“Le Confidentiel” l’avait évoqué dès les premiers signes de tension : depuis l’arrivée à la tête de ORABANK en janvier 2024 de son nouveau Directeur général, un malaise profond s’est installé au sein de cette institution financière pourtant réputée pour sa rigueur et son professionnalisme. Le 14 mai dernier, les révélations de notre rédaction ont été suivies d’effets : une mission d’inspection du Ministère du Travail a débarqué dans les locaux de la banque, pour faire la lumière sur des pratiques jugées préoccupantes.
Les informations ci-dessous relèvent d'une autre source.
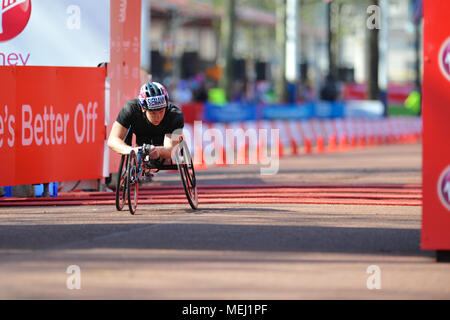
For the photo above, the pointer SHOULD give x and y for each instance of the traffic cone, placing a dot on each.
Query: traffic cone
(320, 145)
(308, 148)
(223, 161)
(280, 149)
(353, 142)
(332, 144)
(294, 147)
(362, 141)
(343, 143)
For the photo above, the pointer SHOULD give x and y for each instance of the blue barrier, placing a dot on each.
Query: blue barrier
(232, 112)
(288, 112)
(235, 112)
(38, 190)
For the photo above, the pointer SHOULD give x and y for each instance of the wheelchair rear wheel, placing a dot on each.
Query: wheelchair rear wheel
(187, 173)
(132, 182)
(121, 185)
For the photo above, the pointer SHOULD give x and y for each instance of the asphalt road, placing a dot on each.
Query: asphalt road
(232, 251)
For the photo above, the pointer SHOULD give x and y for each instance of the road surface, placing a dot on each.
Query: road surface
(234, 250)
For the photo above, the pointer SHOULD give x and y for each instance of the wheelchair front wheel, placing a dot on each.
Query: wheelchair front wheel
(132, 182)
(187, 173)
(121, 185)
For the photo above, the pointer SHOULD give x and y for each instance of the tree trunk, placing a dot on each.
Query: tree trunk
(332, 17)
(281, 84)
(227, 35)
(373, 60)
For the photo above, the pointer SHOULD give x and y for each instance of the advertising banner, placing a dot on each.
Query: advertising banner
(51, 124)
(73, 33)
(436, 117)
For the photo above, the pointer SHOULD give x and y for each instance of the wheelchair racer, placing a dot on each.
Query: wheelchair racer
(154, 121)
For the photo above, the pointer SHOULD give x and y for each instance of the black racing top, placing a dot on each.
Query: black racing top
(132, 115)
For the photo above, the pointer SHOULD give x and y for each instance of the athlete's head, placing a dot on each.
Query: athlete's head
(154, 99)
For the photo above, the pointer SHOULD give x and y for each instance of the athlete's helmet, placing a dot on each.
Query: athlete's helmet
(153, 96)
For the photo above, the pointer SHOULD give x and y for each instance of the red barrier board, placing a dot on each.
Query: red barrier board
(436, 126)
(51, 124)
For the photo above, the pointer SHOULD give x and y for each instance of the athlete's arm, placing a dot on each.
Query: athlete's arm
(165, 152)
(116, 139)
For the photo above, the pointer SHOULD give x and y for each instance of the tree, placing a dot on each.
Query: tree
(227, 36)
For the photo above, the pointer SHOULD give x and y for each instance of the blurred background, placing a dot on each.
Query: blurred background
(285, 51)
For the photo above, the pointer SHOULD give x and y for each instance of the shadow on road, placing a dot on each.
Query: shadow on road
(218, 237)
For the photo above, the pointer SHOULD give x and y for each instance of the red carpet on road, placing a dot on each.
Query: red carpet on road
(394, 195)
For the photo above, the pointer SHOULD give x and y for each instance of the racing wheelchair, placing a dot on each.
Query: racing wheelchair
(136, 166)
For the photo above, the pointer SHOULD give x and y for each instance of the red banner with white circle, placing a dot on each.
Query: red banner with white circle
(51, 124)
(436, 126)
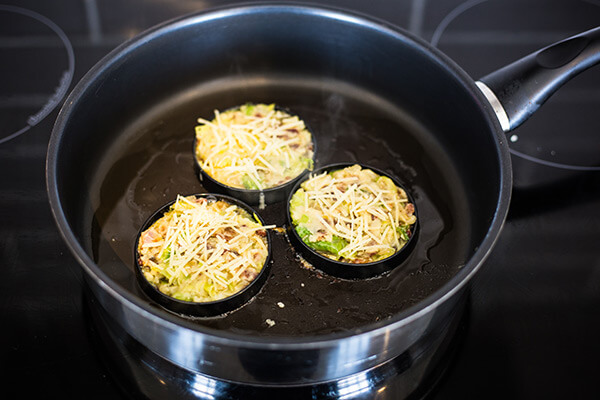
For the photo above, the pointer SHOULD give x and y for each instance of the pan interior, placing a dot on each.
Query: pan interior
(150, 161)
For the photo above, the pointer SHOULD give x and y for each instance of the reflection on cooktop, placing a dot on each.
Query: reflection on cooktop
(30, 46)
(532, 323)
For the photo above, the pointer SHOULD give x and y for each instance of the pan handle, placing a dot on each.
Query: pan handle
(519, 89)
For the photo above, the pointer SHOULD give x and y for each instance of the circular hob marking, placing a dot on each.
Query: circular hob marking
(20, 52)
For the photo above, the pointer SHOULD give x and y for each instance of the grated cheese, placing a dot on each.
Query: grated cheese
(356, 205)
(202, 250)
(253, 147)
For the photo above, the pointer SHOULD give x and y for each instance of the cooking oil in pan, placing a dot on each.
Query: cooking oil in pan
(152, 162)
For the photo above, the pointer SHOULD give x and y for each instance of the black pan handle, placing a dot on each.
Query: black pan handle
(520, 88)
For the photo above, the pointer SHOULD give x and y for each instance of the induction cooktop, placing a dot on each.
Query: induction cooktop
(530, 325)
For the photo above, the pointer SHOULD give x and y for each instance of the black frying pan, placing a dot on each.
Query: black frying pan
(371, 94)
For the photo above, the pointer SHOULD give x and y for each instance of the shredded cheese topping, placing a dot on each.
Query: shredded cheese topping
(202, 250)
(352, 215)
(253, 147)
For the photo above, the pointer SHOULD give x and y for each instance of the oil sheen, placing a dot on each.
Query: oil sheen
(152, 162)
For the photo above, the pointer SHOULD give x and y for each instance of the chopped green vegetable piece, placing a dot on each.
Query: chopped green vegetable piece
(334, 247)
(403, 231)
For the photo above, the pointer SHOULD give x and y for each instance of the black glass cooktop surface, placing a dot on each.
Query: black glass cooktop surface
(531, 323)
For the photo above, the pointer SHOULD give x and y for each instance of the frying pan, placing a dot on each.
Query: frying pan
(372, 93)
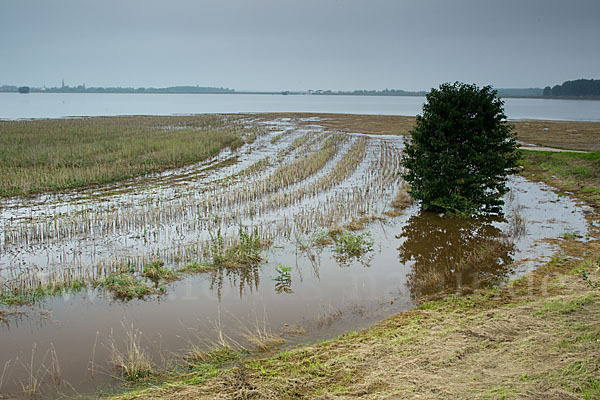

Climat social dégradé, convention collective bafouée, opacité dans la gestion du personnel étranger : une bombe à retardement
Selon des sources concordantes proches du dossier, les inspecteurs ont été saisis de plusieurs éléments accablants. Parmi eux, des ordres de mission signés officiellement pour un appui ponctuel pour des ressortissants togolais, en l’occurrence Messieurs Serge TOHENOU, Soulimissim ALITI et Abalo Ayaobi DICK, ce dernier allant jusqu’à signer des correspondances officielles en qualité de Directeur du Recouvrement de ORABANK selon les correspondances adressées par les délégués du personnel au ministère du Travail. Un poste stratégique, confié à un non-résident, sans visa de travail ni autorisation formelle, dans un pays qui affiche pourtant un taux de chômage alarmant.
Vers une requalification en travail dissimulé ?
Les inspecteurs auraient relevé que la fréquence des déplacements, la durée des séjours, la nature des missions et le niveau de responsabilité exercé par ces agents pourraient entraîner une requalification en contrat de travail dissimulé, exposant la banque à de lourdes sanctions, aussi bien sur le plan réglementaire que pénal.
Alors que la réglementation sur le travail des étrangers en République gabonaise est claire, une question demeure : le Directeur général a-t-il volontairement contourné la loi ? Et pourquoi aucun service interne, qu’il s’agisse des ressources humaines ou de la conformité, n’a-t-il eu le courage d’alerter la direction générale sur les risques de ces dérives ? Opacité ou complicité silencieuse ?
Des postes vacants, des gabonais écartés : le choix du mépris ?
Autre interrogation soulevée par nos investigations : pourquoi tant de postes de responsabilité restent-ils vacants, ou confiés à des étrangers de passage, alors que le pays regorge de compétences nationales formées, qualifiées et disponibles ? Les postes de Directeur du Recouvrement et de Directeur des Crédits confiés de fait à deux Togolais, n’auraient-il pas pu être pourvus localement ? Le manque de confiance dans l’expertise nationale serait-il devenu doctrine au sommet de ORABANK ?
Un DG dans l’œil du cyclone : quand la finance entrave le social
Mais l’affaire ne s’arrête pas là. Selon nos informations, le même Directeur général refuserait de débloquer un crédit de 26 milliards FCFA destiné à la construction de logements sociaux dans le Grand Libreville, pourtant accordé par sa banque à l’État gabonais en octobre 2024. Motif avancé : la dégradation de la note souveraine du Gabon par les agences de notation.
Un refus qui interroge, voire choque, quand on sait que dans le même temps, le groupe bancaire UBA et d’autres partenaires ont conduit sans difficulté des levées de fonds massives sur les marchés régionaux, à travers l’opération Mouele, pour un montant dépassant les 1.000 milliards de FCFA.
Un analyste financier interrogé par Le Confidentiel y voit une décision incompréhensible, proche du sabotage économique, dans un contexte où le gouvernement s’efforce de relancer le secteur du logement, confronté à un déficit de plus de 300.000 unités, comme l’a rappelé récemment M. KAMONOMONO, président du Réseau Habitat, lors de la 57e Conférence des promoteurs immobiliers.
Vers un choc institutionnel ?
En moins de 18 mois, ORABANK semble être passée d’une institution stable à une zone de turbulences sociales, réglementaires et managériales. La question n’est plus de savoir s’il y a malaise, mais combien de temps encore cette situation pourra être tolérée, tant par les autorités de régulation que par les actionnaires, et surtout, par les employés, démotivés, et pour certains en voie de départ.